Perfectly tender and medium rare all the way through, here is a method perfect for a thick lamb shoulder chop.
Sustainable Food | Clean Eating | How To Cook
Sous vide is technically cooking under vacuum seal, but here is an easy method I use that requires no vacuum and no special equipment.
What you’ll need
- A cooking thermometer
- Stock pot
- Small pot lid (smaller than your stock pot)
- Zip-style locking bag with a strong seal
- Pan and lid for searing
- Thick lamb shoulder chop (pasture raised, grass-fed)
- Sprigs of fresh thyme and mint
- Prunes, I prefer French Agen plums
- Olive oil
- Balsamic vinegar
- Fill stock pot halfway or so with water, or at least five inches of water. Insert thermometer and bring to 130 F. I use a clip on candy making thermometer, but any food thermometer will do.
- In cooking bag: place fresh herbs, a dash of olive oil (a tablespoon is enough), a dash of balsamic vinegar.
- Salt lamb shoulder on both sides, place in bag. Push all ingredients to the very bottom of the bag.
- Take all the air out of the bag, or as much as possible (you can look at various youtube videos that show how to do this) and seal completely.
- Place in the heated water. Put the small lid upside down over the meat at the bottom of the stock pot. This will hold the bag completely under the water.
- Once my water has reached the correct temperature and I’ve put the meat in, I usually turn off the heat source. The lamb should sit in 130 F water for 20 – 30 minutes. Check every ten minutes to see if you need to turn the heat on low for a minute or two to bring up the temperature. Don’t go over the suggested temperature. If for some reason that happens, remove your meat, put cold water in the pot or ice cubes, until you have your desired temperature.
- After 20-30 minutes in this controlled temperature water bath, remove the bag.

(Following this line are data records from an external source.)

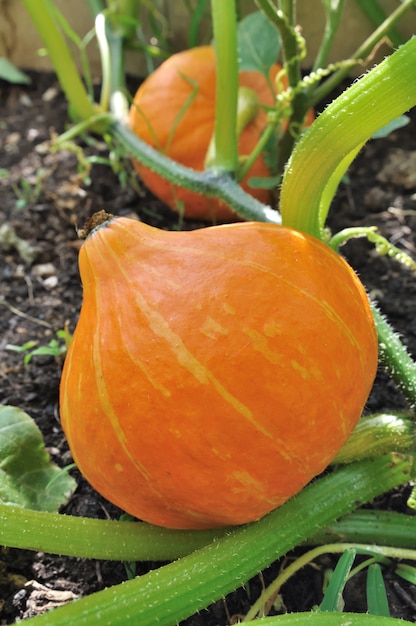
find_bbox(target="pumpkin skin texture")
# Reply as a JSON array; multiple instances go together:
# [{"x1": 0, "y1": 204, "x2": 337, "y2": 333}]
[
  {"x1": 129, "y1": 46, "x2": 313, "y2": 223},
  {"x1": 60, "y1": 213, "x2": 377, "y2": 529}
]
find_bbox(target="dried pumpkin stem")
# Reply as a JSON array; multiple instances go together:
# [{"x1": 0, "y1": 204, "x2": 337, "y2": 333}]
[
  {"x1": 13, "y1": 455, "x2": 411, "y2": 626},
  {"x1": 280, "y1": 37, "x2": 416, "y2": 238}
]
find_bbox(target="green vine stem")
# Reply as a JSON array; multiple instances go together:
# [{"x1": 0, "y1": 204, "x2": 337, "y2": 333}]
[
  {"x1": 211, "y1": 0, "x2": 238, "y2": 174},
  {"x1": 240, "y1": 611, "x2": 409, "y2": 626},
  {"x1": 13, "y1": 455, "x2": 412, "y2": 626},
  {"x1": 306, "y1": 509, "x2": 416, "y2": 550},
  {"x1": 0, "y1": 504, "x2": 227, "y2": 561},
  {"x1": 332, "y1": 412, "x2": 416, "y2": 465},
  {"x1": 309, "y1": 0, "x2": 415, "y2": 106},
  {"x1": 23, "y1": 0, "x2": 97, "y2": 119},
  {"x1": 243, "y1": 542, "x2": 416, "y2": 623},
  {"x1": 371, "y1": 302, "x2": 416, "y2": 407},
  {"x1": 280, "y1": 37, "x2": 416, "y2": 238},
  {"x1": 312, "y1": 0, "x2": 345, "y2": 72},
  {"x1": 108, "y1": 122, "x2": 281, "y2": 224}
]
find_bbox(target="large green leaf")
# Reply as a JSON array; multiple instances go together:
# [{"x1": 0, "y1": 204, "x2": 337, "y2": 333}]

- Heat a skillet with some olive oil. Using tongs, remove the meat from bag and place in pan to sear. Put the fresh herbs in the pan as well. Cover and sear on one side. It doesn’t take long to sear and you don’t want to over cook, so just give it a minute or two.
- Turn the lamb and sear the other side. Add the prunes at this point. Cover and sear. You might have to add a tiny bit more olive oil to the prunes. You don’t want to dry them out and you don’t want them to stick, just to give them a bit of a crisp on one side.
- Throw away the herbs, plate your lamb chop and prunes. You can sprinkle some fresh chopped herbs and finishing salt over the meat if you like.
Once you get this technique down, you’ll love how easy it is and how the results are guaranteed. The meat is medium rare all the way through, never tough, dry or overcooked.
Choose local, grass-fed, humanely raised lamb. Check our meat buying guide for more information on understanding labels.
Please don’t even think of using standard plastic storage bags for this. Plastic + heat = leaching chemicals. Use lead, BPA and phthalate-free sous vide bags (SousVide Supreme Zip Cooking Pouches). Another option, which is better still, is to use a food grade silicone zip bag. The only downside is that it’s impossible to get all the air out of the silicone bag because of the shape and thickness.
You can use dried sour cherries in this dish if you prefer. Some people just don’t like dried plums. Make sure your dried fruit does not have chemicals or additives in it (hint: most do). I love Fruit Bliss Organic French Agen Mini Plums. Don’t taste one while you are preparing this dish because they are so delicious you’ll have eaten a handful before you know it.